Electrical Engineering and Computer Science

Unlike Many Graduates, Engineers See Rising Salaries   Bookmark and Share

 

This report was summarized in an email sent by First Bell. First Bell is a daily news briefing tailored to the needs of the engineering and technology education community and summarizes key reporting from the preceding 24 hours. First Bell is distributed by the American Society for Engineering Education (ASEE).


April 9, 2010

CNNMoney.com (4/9, Yousuf) reports, "College students gearing up to graduate this spring are likely to make less on their first job than those who got their degree last year," a report from the National Association of Colleges and Employers indicates. "Average salary offers to 2010 bachelor's degree candidates are down 1.7% to $47,673, compared to $48,515 last year," according to the report, which also found that "students seeking liberal arts degrees may face the hardest blow." However, "not all grads will be making less." NACE employment information manager Andrea Koncz noted, "Students graduating with more technical degrees are in higher demand." For example, "for engineering students, initial pay offers are 1.2% higher at $59,149."

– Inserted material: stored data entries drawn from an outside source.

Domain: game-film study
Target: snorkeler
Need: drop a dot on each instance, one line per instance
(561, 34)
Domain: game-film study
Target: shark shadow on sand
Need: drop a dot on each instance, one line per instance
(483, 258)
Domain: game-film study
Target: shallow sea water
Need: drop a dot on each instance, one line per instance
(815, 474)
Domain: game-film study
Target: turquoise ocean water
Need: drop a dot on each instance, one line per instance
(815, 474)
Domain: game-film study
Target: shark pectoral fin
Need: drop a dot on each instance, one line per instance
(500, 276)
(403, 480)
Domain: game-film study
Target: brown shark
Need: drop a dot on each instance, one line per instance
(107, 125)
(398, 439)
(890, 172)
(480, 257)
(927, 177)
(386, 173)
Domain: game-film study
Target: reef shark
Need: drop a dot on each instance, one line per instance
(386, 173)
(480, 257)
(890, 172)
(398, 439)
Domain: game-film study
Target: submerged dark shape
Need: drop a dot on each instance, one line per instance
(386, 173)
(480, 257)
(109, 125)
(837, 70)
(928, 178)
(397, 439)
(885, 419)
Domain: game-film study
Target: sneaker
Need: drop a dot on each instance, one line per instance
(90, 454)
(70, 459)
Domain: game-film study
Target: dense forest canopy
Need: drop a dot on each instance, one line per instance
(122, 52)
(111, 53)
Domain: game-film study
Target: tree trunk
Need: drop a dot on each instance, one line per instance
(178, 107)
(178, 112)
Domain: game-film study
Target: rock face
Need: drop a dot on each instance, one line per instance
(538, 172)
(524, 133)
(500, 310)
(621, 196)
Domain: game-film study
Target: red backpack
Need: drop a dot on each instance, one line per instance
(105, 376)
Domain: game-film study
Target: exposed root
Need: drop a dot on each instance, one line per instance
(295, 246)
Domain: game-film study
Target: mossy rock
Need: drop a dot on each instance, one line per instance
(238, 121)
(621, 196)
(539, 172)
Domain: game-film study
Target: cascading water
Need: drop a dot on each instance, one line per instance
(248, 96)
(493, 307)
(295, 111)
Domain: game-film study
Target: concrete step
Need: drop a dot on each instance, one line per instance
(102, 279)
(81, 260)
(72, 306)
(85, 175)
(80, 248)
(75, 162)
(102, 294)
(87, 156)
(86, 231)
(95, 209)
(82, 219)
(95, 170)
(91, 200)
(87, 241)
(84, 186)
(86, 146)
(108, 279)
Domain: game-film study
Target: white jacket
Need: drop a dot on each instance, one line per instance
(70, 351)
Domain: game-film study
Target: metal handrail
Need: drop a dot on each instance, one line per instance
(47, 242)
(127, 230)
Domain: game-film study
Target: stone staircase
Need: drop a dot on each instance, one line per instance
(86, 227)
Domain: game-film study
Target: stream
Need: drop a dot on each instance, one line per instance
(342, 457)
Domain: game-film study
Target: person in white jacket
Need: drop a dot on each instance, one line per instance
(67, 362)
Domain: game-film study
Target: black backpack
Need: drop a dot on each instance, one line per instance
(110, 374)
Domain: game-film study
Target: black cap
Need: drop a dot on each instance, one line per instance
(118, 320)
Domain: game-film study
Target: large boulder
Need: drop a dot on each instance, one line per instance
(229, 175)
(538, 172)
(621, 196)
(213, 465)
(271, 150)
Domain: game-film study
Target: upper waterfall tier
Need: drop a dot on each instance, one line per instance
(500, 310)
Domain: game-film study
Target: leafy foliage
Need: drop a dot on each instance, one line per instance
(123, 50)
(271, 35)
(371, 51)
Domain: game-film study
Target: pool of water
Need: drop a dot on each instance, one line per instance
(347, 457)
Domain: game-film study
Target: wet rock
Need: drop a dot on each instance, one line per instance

The Wall Street Journal (4/9, Murray) noted that, among engineering graduates, electrical engineers saw the largest increase, around three percent, followed by chemical and civil engineering graduates. Graduates with computer-related degrees increased by almost six percent.

The BusinessWeek (4/8, Lavelle) "Getting In" blog reports, "Finance and accounting majors fared fairly well-with average salary offers increasing 1.6% to $50,546 for the former and 0.4% to $48,575 for the latter." However, "computer science majors and engineering students both did far better. In fact, the only major that business students can claim to beat hands down is liberal arts, where grads saw their average salary offer drop by 8.9% to $33,540."